The average test-positivity rate in San Francisco—an indication of the level of community spread—has now reached 11.5%. Every neighborhood in the city has a test-positivity rate over 6%, which hovers around the same levels as during the Delta surge. 

Hospitalizations are creeping up, too.

As of May 26, the city recorded 98 Covid hospitalizations, including 10 people in the ICU. There have been nine deaths in May thus far, according to city data, compared to 74 deaths in February during the peak of the first Omicron wave.

“We can call it a surge, but it’s a different kind of surge than the ones we’ve seen in the past,” said Dr. Peter Chin-Hong, a UCSF infectious disease expert. “We normally think of cases leading to hospitalizations, and stressing and overwhelming hospitals, but I don’t think we’re going to get to the state we were like in January or during the Delta wave.”

Blue sandwich board sign with people in masks standing over table in background
City Health mobile testing van parked at 16th and Mission streets on Wednesday, May 25, 2022. | Camille Cohen/The Standard | Source: Camille Cohen/The Standard

The current surge is being driven by the spread of BA.2.12.1, a subvariant of the virus that has emerged as the most common Covid strain in the country and in the four-state, six-territory region that includes California. The strain has proved more infectious than previous strains and more adept at evading immune defenses. However, it hasn’t been shown to cause more serious illness than previous Omicron variants. 

Chin-Hong said 41 people are currently hospitalized at UCSF; one is on a ventilator. In January, the number was 152 patients with around a dozen on ventilation. He said the rate of community spread also means that around 1 in 20 patients are testing positive without symptoms when admitted for other reasons. 

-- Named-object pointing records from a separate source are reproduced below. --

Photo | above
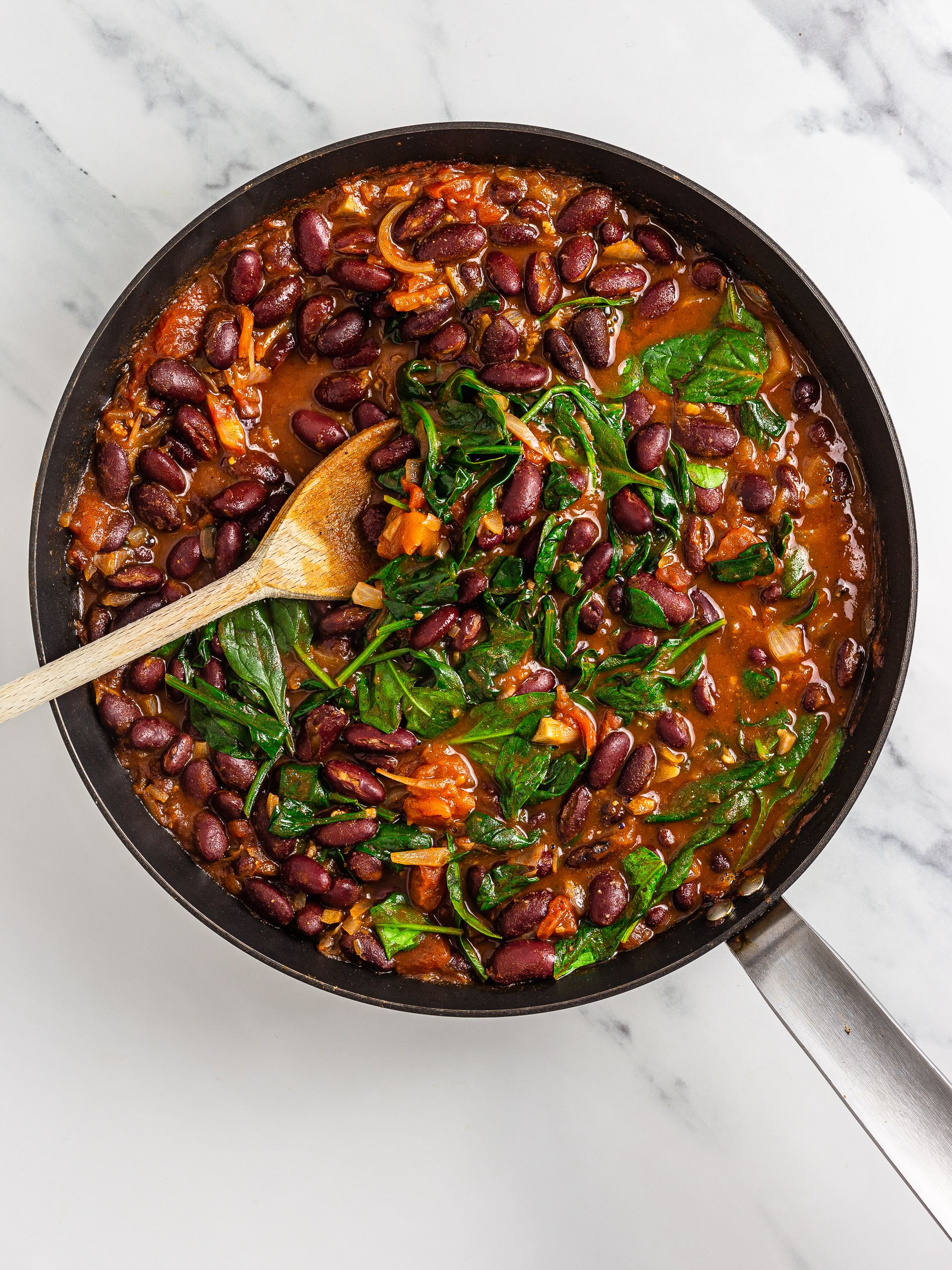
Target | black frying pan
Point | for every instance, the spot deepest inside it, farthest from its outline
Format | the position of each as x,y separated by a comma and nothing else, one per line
692,212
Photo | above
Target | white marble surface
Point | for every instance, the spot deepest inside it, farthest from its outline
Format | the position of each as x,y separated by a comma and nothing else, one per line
171,1101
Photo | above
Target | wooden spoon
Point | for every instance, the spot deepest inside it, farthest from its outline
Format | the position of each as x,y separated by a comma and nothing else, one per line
311,552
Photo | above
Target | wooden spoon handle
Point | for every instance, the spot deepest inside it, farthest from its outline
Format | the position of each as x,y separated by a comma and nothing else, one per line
134,640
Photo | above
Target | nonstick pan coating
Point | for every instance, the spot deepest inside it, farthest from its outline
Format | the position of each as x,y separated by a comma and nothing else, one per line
692,212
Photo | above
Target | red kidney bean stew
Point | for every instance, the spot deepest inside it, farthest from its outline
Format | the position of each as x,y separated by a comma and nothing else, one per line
625,591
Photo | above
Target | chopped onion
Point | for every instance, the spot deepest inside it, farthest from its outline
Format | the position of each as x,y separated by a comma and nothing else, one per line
786,643
388,248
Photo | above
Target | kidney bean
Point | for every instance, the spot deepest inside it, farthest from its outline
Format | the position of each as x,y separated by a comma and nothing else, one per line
243,277
756,493
357,242
211,838
277,302
540,681
433,627
353,780
706,440
155,465
595,564
112,469
608,894
307,921
607,759
311,241
524,915
503,273
447,343
451,243
849,658
583,534
561,352
587,855
119,531
513,234
573,813
705,694
318,431
301,873
677,609
635,638
177,381
541,282
141,607
157,508
137,577
339,391
842,480
198,780
577,258
146,675
518,960
267,901
522,495
651,445
515,377
591,332
229,545
180,452
500,342
220,338
708,273
119,714
342,334
592,615
686,896
697,541
472,631
239,500
586,211
98,623
345,620
806,393
659,299
638,771
673,729
655,244
631,512
616,281
822,434
197,431
418,220
424,323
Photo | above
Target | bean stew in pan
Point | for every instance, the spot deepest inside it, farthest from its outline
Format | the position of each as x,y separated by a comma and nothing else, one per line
625,590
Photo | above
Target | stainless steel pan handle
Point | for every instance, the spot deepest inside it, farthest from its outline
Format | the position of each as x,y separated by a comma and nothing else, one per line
901,1100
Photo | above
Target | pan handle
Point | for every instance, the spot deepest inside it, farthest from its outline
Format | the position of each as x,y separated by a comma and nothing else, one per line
890,1086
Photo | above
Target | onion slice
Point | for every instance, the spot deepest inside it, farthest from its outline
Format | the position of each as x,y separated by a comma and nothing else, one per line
388,248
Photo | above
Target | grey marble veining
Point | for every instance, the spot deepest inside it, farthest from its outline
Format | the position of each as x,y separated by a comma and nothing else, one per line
150,1069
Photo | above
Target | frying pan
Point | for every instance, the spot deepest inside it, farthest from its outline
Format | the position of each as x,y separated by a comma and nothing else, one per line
895,1092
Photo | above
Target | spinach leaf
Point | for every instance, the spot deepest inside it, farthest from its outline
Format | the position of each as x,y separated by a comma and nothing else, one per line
559,492
753,562
520,771
506,645
706,477
761,422
500,885
455,889
760,684
249,644
494,833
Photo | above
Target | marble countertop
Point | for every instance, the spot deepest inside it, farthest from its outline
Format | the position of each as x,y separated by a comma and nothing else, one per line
169,1100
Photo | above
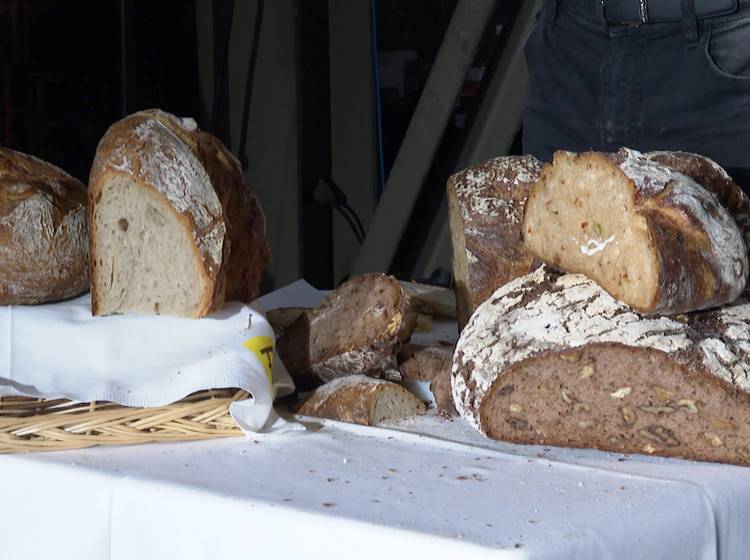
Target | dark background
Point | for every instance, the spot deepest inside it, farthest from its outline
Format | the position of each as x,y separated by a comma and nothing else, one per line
68,70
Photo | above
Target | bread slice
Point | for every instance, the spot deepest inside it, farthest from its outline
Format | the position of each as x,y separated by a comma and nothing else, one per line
43,233
362,400
649,235
485,206
174,228
356,329
555,360
432,364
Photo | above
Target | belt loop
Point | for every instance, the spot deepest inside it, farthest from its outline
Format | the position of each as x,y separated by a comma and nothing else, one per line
599,12
551,14
689,23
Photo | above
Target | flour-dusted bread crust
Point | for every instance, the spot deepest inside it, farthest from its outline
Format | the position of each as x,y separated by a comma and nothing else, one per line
432,364
356,329
362,400
555,360
43,233
714,178
649,235
486,205
174,228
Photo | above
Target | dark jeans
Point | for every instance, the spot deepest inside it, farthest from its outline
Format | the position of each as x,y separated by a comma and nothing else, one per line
596,86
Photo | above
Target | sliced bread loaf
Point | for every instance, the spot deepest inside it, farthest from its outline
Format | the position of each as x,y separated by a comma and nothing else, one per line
485,206
555,360
174,228
649,235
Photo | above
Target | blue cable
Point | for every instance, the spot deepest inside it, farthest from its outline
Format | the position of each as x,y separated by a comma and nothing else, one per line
378,116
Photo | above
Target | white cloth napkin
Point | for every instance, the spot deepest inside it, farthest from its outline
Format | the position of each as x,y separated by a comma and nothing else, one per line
60,350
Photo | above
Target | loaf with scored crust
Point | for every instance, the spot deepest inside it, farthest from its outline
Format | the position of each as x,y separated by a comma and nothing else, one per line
485,206
43,233
174,228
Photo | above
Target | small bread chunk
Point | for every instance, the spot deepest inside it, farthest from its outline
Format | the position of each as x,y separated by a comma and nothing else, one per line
485,206
355,330
555,360
649,235
362,400
174,228
43,234
432,364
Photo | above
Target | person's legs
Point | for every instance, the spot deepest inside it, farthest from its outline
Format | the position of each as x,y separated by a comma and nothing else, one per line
564,56
647,87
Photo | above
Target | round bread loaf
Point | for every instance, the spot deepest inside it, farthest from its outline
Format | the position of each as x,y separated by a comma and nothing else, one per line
485,206
648,234
43,234
174,228
555,360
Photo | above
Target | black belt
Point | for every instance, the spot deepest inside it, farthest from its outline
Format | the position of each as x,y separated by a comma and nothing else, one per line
637,12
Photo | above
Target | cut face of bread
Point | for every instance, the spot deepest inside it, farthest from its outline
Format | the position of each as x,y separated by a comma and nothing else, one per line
174,227
647,234
362,400
43,232
582,218
554,360
618,398
146,261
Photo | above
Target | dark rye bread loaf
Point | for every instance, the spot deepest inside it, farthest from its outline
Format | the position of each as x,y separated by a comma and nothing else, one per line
432,364
485,205
174,227
356,329
361,400
649,235
43,233
555,360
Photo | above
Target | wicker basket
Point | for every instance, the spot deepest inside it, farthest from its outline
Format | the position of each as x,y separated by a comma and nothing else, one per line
28,424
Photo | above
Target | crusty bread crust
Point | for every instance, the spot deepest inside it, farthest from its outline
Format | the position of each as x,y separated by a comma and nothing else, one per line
529,328
486,205
356,399
201,182
355,330
43,233
710,175
694,245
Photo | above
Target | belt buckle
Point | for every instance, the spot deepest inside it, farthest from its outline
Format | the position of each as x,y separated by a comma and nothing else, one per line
642,8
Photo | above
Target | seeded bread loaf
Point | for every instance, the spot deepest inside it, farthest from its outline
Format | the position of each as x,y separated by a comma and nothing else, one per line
174,228
555,360
432,364
362,400
43,234
356,329
649,235
485,205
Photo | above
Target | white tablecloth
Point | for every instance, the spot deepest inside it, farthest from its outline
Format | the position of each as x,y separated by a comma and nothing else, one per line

As opposed to previous waves of the virus, the current surge is centered around the Bay Area. Out of the 10 counties in California with the highest number of average new cases per capita Bay Area counties make up eight: San Francisco, Santa Clara, San Mateo, Solano, Marin, Sonoma, Contra Costa and Alameda.

San Francisco has the second-highest number of new Covid cases when adjusted by population. Its rate of 56 per 100,000 people is second in the state, behind only Del Norte County. 

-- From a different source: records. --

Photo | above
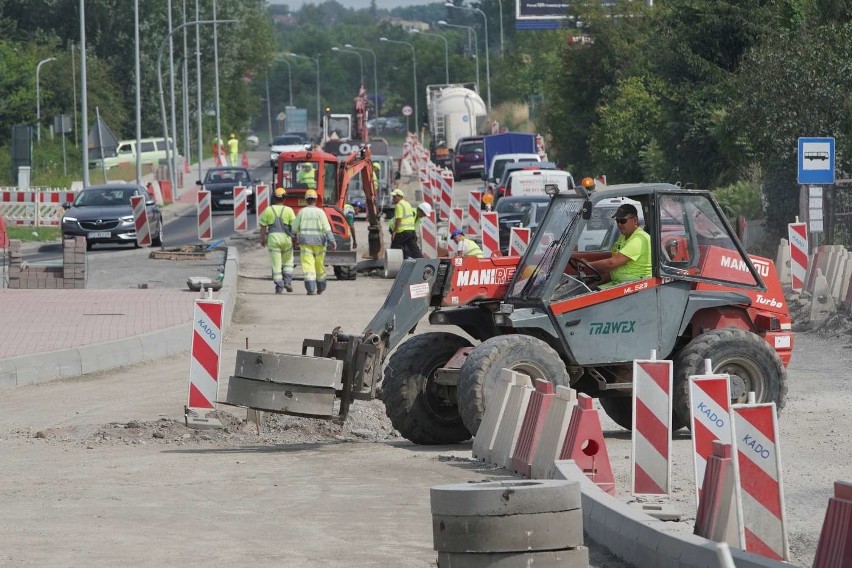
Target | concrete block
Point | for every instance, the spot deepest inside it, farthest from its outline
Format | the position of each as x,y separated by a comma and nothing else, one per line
483,443
508,533
513,417
290,369
512,497
553,435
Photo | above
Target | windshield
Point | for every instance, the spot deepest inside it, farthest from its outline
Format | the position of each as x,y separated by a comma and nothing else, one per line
547,246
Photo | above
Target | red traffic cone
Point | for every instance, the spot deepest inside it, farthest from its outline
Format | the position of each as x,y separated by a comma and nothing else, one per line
585,445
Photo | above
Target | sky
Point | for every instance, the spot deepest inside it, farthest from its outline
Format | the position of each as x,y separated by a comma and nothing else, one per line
386,4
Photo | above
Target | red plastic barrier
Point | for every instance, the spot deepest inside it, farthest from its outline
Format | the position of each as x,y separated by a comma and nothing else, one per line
584,443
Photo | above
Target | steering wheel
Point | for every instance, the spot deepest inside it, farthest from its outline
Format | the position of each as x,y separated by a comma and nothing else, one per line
585,271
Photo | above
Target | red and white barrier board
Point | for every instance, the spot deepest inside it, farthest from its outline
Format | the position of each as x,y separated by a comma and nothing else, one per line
261,198
519,238
474,212
240,209
651,467
758,484
490,235
797,234
429,236
205,354
140,220
709,407
204,212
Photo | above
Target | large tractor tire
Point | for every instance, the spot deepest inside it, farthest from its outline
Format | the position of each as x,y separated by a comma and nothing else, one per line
736,352
423,411
347,272
481,371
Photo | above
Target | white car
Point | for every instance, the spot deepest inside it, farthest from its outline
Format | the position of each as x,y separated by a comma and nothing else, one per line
284,143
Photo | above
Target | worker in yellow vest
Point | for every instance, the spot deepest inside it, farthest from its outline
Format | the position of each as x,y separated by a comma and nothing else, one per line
313,233
276,229
404,233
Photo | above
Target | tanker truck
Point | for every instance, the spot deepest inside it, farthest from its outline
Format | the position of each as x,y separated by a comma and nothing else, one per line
455,111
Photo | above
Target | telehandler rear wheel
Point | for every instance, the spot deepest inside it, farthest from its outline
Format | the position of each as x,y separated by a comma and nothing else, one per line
736,352
481,371
423,411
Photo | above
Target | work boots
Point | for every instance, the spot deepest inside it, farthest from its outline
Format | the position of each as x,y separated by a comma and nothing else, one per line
311,287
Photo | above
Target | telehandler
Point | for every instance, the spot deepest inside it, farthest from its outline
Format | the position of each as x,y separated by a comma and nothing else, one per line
542,314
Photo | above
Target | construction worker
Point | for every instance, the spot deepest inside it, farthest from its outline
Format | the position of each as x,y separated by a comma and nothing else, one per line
276,232
313,233
465,246
349,211
307,176
404,233
631,253
234,148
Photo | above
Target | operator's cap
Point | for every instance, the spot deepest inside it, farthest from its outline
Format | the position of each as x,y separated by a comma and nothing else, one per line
625,211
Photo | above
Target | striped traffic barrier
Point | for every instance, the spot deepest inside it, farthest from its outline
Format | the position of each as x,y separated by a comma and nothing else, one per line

Some experts have theorized that San Francisco’s waning immunity from previous infections and vaccinations, as well as the return of crowded events, have led to the current wave. 

“In some ways it’s simple,” Chin-Hong said. “People here didn’t get it before and they are getting it now. We just have more people coming to the Bay Area for events and festivals like Bottle Rock, while at the same time we don’t have public health measures in place to protect the whole population. Although I don’t think those measures have wide support anyways.”

In order to be prepared for potential infection, Chin-Hong recommended staying vigilant about masking and other protective measures when in risky situations like being indoors with poor ventilation. 

One piece of good news is the wider availability of Paxlovid, the oral antiviral therapy meant to keep high-risk patients infected with Covid out of the hospital. While public health experts have warned of “Covid rebound” after the five-day course of Paxlovid has been completed, those resurgent symptoms are generally milder.      

“We’re getting into the season of graduations and having multi-generational groups together,” Chin-Hong noted. So, knowing how to get Paxlovid prescribed and supplied, he added, “is a good move.”